Man GLG fund delivers a strong performance in Q1

Man GLG fund delivers a strong performance in Q1

Man GLG’s new High Yield Opportunities fund, with its bottom-up fundamental credit selection combined with a top-down thematic investment screening process, covers both the macro and the micro aspect of credit selection. 

This may help generate alpha in a yield-starved environment, specifically as longer-term government bond yields in the UK have again fallen in recent months.

This new fund does not simply track a number of indices; so there is scope to deliver above-benchmark returns that may be more easily achieved by investing in a limited mandate of credit instruments, instead of a fund holding significantly more instruments.

The fund focuses on cash-generative companies rather than cyclical business, but searches for attractive valuations.

The selection process may provide reduced longer-term volatility, as well as entering positions that may offer improved growth potential combined with natural yield.  

Given the fund’s high-yield focus, I expect volatility to be at least at medium level, which may not suit conservative investors, especially as it invests in below-investment grade instruments.
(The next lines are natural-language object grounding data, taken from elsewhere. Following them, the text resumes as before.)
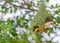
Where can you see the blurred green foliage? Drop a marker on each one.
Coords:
(8, 32)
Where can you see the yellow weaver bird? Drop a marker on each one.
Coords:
(37, 29)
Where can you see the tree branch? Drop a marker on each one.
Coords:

The fact the fund is currency hedged to sterling should help reduce volatility due to currency movements.

The fund is also able to take a short position in credit instruments, helping to potentially profit from a fall in credit prices with the use of derivatives should the manager forecast a deterioration in credit risk.

This may reduce or increase the fund’s performance depending on the quality of the fund manager’s calls over time. Therefore, investors should consider this fund if they are prepared to risk achieving returns inferior to a relevant high-yield bond index, as well as paying fund costs significantly more than a passive solution delivering a high-yield bond strategy.

The fund was launched on January 17, with a performance to date of approximately 4 per cent as of March 22 2019, which is impressive.

Advisers will find it challenging to advise clients as there is little track record and limited reported assets within the fund.

Notwithstanding, the manager has more than $30bn (£23bn) dollars under management and has been established for more than 20 years, providing confidence for advisers as well as clients.